Of those 133 safety net hospitals, the 57 in Los Angeles County are among the largest and best funded and therefore the most potentially vulnerable to the changes, hospital officials say. Los Angeles County-USC Medical Center received $57 million and Harbor-UCLA Medical Center got $28 million in 2002, the most recent year for which the county has detailed data.
But the Schwarzenegger administration is being forced to transform the way California obtains Medicaid money from Washington as federal officials become less tolerant of the tabulations used by this state and many others to warrant extra money.
With California's Medicaid arrangement expiring at the end of the month, hospitals and healthcare advocates are warning that the replacement solution Schwarzenegger has crafted could place new financial burdens on counties already squeezed by their own fiscal pressures.
The complaints also have resurrected charges that the governor has failed to live up to his campaign promise to wrest more money from Washington as "the Collectinator," his self-applied moniker.
"We don't understand why Gov.
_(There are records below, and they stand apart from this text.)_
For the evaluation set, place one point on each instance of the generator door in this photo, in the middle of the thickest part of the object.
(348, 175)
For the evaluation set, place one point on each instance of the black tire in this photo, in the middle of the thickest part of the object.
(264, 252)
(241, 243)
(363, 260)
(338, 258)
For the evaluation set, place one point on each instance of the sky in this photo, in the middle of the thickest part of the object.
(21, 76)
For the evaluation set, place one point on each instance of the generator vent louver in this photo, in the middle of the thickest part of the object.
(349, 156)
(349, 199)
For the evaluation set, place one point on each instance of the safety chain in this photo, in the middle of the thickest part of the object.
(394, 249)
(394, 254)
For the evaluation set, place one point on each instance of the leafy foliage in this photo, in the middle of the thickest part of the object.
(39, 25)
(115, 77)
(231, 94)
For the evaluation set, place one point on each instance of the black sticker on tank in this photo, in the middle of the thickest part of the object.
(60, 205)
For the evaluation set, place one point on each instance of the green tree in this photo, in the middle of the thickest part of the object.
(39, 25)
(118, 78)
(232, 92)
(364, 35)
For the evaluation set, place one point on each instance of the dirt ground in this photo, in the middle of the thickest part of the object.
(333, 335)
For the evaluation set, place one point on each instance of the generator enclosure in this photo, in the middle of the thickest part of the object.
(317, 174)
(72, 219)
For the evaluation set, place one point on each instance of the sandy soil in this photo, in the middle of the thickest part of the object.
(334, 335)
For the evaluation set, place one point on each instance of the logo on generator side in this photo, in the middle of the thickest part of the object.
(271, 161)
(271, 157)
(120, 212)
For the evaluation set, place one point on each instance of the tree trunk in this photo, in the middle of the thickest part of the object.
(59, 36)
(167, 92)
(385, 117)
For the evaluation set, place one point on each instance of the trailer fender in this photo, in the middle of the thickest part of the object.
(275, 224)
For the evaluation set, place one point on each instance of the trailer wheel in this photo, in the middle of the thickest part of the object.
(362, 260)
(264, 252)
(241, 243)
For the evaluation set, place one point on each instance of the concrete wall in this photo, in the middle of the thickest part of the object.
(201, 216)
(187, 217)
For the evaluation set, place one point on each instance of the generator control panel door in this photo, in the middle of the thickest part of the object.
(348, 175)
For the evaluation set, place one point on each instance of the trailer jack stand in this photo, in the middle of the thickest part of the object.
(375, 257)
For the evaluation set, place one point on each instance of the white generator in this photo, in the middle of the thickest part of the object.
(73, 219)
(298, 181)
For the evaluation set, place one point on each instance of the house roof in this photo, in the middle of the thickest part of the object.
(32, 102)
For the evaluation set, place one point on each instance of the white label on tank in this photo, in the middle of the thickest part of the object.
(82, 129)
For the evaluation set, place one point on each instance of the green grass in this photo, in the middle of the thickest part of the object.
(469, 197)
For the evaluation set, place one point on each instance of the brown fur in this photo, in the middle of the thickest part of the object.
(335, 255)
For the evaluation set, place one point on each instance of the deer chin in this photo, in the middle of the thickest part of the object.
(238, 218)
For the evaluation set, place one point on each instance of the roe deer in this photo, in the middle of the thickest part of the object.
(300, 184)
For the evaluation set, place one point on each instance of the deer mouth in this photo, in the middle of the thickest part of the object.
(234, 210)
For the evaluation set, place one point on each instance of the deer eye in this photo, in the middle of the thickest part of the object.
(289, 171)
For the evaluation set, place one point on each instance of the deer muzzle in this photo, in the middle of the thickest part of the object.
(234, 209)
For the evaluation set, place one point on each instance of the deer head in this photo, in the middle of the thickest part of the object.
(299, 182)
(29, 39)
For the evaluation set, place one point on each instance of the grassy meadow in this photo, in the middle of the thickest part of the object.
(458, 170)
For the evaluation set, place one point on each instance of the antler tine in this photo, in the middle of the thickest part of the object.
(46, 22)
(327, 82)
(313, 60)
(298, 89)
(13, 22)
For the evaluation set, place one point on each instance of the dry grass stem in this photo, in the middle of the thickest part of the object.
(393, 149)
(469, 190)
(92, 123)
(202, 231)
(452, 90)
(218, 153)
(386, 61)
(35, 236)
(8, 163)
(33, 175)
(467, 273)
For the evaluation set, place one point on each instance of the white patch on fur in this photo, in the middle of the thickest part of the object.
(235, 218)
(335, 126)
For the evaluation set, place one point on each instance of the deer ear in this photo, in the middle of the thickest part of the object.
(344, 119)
Schwarzenegger is siding with the Bush administration, as opposed to California's hospital and healthcare community," said Anthony Wright, executive director of Health Access California, an Oakland-based advocacy group. "We fear that this not only shifts the risk and responsibility to the counties, but could lead to a ratcheting down of local healthcare services up to and including the closure of public hospitals."
Though the federal government generally gives $1 for each dollar that state government spends to treat the poor, many states -- including California -- have devised creative, though legal, accounting techniques that have allowed them to leverage even more money from Washington.
In New Hampshire, one of the more successful states at this, lawmakers often refer to those efforts as "Mediscam."
Some states have used the additional money to shore up budget deficits or on areas not related to healthcare, such as transportation.